Voltando ao tema alteridade radical na dramaturgia, indago se existiria situação que pudesse ilustrar com maior clareza prática do que seria este conceito do que a transsexualidade? Do que uma pessoa reconhecer-se própria de um sexo que não corresponde com o a constituição natural do próprio corpo? (que durante séculos fora simplesmente tido como a única possibilidade sexual). Ser transsexual é viver dia-a-dia a experiência mais complexa de alteridade que conheço e sofrer tais consequências, mesmo porque essas pessoas não instauram tal comportamento de uma maneira programada, como um ator ou uma atriz.



Florescerro. Fotografia: Renato Domingos
Uma pessoa trans é capaz de masturbar o próprio pênis ou vagina e sentir prazer imagético do órgão sexual oposto. Submeti abaixo um trecho de um texto de minha autoria que ilustra a ideia.
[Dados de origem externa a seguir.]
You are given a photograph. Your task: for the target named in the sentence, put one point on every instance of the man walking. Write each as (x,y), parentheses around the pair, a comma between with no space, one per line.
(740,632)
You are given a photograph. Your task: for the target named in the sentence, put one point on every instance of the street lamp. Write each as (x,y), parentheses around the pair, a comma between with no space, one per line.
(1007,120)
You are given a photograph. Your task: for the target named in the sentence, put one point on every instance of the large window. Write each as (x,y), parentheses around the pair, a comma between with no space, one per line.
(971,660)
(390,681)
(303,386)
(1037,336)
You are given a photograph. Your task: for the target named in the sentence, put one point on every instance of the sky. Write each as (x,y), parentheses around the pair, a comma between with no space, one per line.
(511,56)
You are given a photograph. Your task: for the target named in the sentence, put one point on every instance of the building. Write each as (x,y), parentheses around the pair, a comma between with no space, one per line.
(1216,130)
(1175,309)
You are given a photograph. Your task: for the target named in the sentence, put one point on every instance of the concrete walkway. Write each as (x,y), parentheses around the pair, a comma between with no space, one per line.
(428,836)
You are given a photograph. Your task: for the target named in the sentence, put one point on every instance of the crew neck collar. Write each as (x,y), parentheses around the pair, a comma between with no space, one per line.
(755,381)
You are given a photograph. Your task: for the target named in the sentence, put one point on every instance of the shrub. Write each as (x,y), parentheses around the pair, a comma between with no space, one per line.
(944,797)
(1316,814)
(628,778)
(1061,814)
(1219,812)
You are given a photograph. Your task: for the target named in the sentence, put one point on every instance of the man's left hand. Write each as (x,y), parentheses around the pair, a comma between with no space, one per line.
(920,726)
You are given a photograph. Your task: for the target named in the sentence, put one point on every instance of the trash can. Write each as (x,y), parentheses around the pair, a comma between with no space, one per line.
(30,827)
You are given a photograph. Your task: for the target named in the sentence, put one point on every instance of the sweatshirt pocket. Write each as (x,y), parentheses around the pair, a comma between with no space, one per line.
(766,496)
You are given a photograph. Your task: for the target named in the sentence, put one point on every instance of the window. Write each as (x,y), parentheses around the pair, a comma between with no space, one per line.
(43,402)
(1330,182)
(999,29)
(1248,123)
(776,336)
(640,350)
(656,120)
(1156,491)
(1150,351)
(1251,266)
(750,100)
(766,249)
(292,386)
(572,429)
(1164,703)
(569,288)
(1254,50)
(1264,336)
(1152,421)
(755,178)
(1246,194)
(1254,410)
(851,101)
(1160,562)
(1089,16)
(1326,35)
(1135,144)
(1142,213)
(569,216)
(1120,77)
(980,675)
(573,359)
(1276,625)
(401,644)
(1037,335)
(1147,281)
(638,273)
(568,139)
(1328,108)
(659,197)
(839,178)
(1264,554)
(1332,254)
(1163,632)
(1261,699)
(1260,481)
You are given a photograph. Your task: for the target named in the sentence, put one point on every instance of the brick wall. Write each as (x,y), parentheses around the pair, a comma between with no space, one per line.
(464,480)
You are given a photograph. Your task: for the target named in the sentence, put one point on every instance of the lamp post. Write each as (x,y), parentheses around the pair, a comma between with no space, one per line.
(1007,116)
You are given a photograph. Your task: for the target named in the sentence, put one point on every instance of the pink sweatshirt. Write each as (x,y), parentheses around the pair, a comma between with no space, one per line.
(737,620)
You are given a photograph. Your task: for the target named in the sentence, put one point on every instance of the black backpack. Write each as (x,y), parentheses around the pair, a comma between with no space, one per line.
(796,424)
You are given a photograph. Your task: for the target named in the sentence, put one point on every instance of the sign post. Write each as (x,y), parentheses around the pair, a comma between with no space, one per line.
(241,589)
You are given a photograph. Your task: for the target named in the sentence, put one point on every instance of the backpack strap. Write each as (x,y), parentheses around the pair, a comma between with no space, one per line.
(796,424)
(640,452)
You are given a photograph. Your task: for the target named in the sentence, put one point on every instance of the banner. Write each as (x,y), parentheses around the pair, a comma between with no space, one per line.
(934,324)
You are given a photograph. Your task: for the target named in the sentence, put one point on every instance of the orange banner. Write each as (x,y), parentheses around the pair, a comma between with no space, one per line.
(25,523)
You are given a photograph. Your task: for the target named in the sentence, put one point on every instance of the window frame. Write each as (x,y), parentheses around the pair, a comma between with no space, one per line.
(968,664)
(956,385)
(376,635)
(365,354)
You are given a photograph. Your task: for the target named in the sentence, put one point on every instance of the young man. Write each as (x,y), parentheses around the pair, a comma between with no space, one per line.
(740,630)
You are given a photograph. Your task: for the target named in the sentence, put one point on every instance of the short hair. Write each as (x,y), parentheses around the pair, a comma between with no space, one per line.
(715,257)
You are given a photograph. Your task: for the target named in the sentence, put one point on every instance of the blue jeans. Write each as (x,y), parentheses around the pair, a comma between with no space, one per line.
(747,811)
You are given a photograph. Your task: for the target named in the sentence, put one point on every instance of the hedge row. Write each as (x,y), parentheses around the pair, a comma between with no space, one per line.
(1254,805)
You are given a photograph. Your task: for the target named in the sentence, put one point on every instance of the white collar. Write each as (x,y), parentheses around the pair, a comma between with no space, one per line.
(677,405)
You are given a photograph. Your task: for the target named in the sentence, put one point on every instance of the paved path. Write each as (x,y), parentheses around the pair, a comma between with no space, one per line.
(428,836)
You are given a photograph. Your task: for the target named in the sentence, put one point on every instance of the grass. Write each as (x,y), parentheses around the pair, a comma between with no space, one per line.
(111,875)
Trecho de "prazeredordaminhavaginamental":

Assistir pornografia heterossexual. Libertar o pênis da roupa íntima. Movimento repetitivo vertical. Ver homem e mulher. Ser homem e mulher. Sentir prazer vaginal de uma penetração peniana. Movimento repetitivo vertical. Sentir prazer vaginal de uma penetração peniana. Movimento repetitivo vertical. Abstrair o próprio pênis. Sentir prazer e dor vaginal. Movimento repetitivo vertical, abstraído, compulsivo. Goza. O pênis muscular e a vagina mental.
Quando afirmo que o universo TRAVESTI/TRANSEXUAL é deveras fértil para o mundo da arte, contudo pouco explorado, me refiro exatamente a esse tipo de analogia que acabei de descrever. Me descubro cada dia mais potente sexualmente e com uma possibilidade de experienciar minha sexualidade de uma maneira grandiosa, inclusive artisticamente. O mundo me sugere o contrário!


Florescerro. Fotografia: Renato Domingos
1 - Na relação que Alvim estabelece entre a dramática humana e sua proposta transumanizada, propõe a superação da construção de personagens (e seus esteriótipos), para a construção de "modos de subjetivação"  (e seus híbridos arquétipos).